OTOH, since you're always allocating MAX_COMMENT_SIZE for comment, I'd probably simplify things (quite) a bit, and use something like this:
typedef struct foo {
char comment[MAX_COMMENT_SIZE];
size_t num_foo;
char data[1];
}foo;
And then allocate it like:
foo *f = malloc(sizeof(foo) + num-1);
f->num_foo = num;
and it'll work without any pointer manipulation at all. If you have a C99 compiler, you can modify this slightly:
typedef struct foo {
char comment[MAX_COMMENT_SIZE];
size_t num_foo;
char data[];
}foo;
and allocate:
foo *f = malloc(sizeof(foo) + num);
f->num_foo = num;
This has the additional advantage that the standard actually blesses it, though in this case the advantage is pretty minor (I believe the version with data[1] will work with every C89/90 compiler in existence).
Another possible problem might be alignment.
If you simply malloc your f->data, then you can safely e.g. convert your void* to double* and use it to read/write a double (provided that num is sufficiently large). However, in your example you can no longer do that, as f->data might not be properly aligned. For example, to store a double in f->data, you will need to use something like memcpy instead of a simple typecast.
I'd rather use some function to allocate the data dynamically and free it correctly instead.
Using this trick only saves you the trouble of initializing the data structure, and can lead to very bad problems (see Jerry's comment).
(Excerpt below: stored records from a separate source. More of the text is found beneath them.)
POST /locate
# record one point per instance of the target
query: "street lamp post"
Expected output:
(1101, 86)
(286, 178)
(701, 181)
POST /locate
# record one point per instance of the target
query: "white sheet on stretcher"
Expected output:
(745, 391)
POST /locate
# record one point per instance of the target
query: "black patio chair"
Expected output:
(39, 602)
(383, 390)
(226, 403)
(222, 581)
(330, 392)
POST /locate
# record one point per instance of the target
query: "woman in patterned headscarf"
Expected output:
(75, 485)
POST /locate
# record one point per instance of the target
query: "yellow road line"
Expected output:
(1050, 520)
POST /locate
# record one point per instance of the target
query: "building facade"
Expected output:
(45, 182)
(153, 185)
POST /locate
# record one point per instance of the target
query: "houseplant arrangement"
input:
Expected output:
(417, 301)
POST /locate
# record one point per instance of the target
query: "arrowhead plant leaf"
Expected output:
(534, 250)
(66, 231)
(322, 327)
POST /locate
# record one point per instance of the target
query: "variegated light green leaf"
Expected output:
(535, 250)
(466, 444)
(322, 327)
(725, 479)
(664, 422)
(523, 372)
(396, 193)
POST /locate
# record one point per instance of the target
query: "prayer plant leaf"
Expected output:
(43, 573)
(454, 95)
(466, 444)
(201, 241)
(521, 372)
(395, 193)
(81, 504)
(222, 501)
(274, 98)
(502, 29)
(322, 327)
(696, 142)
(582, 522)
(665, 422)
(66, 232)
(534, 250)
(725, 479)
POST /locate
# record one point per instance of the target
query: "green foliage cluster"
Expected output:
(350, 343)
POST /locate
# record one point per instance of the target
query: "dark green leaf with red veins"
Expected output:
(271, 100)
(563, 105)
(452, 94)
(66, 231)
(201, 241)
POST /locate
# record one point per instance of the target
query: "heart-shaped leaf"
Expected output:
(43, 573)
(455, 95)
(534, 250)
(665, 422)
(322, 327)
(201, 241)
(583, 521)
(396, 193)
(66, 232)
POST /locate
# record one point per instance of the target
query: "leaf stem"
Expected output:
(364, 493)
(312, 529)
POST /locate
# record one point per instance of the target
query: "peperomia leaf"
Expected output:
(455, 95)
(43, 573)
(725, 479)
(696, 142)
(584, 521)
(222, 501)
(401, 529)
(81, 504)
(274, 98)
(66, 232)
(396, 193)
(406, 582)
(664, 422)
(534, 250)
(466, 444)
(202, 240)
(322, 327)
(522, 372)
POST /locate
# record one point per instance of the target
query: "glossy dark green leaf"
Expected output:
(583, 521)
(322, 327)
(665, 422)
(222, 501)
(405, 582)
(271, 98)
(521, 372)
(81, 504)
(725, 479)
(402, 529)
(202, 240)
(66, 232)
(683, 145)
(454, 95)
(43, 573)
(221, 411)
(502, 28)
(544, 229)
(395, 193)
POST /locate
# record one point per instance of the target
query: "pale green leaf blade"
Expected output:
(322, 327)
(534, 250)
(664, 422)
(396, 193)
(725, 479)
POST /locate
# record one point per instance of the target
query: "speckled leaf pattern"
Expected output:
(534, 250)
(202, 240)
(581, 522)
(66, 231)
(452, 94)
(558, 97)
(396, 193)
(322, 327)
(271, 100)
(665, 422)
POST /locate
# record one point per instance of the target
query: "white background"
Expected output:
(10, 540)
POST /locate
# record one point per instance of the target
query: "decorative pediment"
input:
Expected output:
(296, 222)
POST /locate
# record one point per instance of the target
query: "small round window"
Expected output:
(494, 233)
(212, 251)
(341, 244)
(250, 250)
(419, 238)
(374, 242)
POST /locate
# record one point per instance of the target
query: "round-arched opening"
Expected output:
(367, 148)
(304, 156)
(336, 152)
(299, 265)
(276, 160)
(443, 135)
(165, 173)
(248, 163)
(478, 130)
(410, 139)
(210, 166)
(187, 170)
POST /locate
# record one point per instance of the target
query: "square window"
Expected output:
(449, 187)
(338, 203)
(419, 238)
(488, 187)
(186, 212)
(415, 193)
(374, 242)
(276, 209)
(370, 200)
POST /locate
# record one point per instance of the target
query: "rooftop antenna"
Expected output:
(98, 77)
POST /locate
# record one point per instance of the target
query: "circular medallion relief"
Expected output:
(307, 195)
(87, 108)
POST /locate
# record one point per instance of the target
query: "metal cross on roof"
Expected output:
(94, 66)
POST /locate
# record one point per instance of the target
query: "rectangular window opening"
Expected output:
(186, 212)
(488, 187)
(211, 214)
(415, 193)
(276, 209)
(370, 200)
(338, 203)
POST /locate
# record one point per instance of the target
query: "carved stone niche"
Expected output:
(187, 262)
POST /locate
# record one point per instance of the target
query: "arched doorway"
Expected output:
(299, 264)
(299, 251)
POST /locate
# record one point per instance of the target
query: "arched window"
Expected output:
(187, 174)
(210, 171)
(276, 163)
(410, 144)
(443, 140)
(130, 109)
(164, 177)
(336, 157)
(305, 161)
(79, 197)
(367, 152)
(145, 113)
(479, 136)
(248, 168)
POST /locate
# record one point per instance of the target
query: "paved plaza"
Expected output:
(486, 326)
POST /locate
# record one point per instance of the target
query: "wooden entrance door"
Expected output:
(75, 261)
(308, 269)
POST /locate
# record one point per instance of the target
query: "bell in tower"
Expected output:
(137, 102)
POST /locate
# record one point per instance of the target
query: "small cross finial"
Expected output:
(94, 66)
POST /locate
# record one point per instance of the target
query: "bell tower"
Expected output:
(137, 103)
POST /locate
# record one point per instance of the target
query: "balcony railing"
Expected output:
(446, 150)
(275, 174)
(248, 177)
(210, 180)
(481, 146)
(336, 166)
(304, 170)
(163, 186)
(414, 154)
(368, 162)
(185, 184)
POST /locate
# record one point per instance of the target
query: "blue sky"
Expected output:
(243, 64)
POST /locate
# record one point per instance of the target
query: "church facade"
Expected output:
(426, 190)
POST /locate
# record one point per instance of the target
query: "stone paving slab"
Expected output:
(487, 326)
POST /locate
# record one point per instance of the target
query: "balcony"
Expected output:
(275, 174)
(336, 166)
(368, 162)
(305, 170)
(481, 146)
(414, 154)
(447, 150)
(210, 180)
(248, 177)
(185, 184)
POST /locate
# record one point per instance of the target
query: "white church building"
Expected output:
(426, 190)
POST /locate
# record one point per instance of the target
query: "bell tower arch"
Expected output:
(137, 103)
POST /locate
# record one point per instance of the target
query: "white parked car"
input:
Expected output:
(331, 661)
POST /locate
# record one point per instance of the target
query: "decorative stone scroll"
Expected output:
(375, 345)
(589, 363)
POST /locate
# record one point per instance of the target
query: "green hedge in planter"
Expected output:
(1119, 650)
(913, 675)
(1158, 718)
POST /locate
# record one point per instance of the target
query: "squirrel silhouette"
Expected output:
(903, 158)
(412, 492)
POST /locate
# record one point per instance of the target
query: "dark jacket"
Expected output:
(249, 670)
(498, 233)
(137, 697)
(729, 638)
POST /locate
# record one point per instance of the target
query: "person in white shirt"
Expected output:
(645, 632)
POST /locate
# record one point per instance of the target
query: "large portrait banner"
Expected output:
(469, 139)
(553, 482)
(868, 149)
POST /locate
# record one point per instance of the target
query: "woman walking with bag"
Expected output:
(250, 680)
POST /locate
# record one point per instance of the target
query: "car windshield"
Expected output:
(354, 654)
I'd do something like this:
typedef struct foo {
void *data;
char *comment;
size_t num_foo;
}foo;
foo *alloc_foo( void * data, size_t data_size, const char *comment)
{
foo *elem = calloc(1,sizeof(foo));
void *elem_data = calloc(data_size, sizeof(char));
char *elem_comment = calloc(strlen(comment)+1, sizeof(char));
elem->data = elem_data;
elem->comment = elem_comment;
memcpy(elem_data, data, data_size);
memcpy(elem_comment, comment, strlen(comment)+1);
elem->num_foo = data_size + strlen(comment) + 1;
}
void free_foo(foo *f)
{
if(f->data)
free(f->data);
if(f->comment)
free(f->comment);
free(f);
}
Note that I did no check on data validity, and my alloc can be optimized (replacing strlen() calls by a stored lenght value).
It seems to me that this behavior is more secure... at the price of a disseminated data chunk maybe.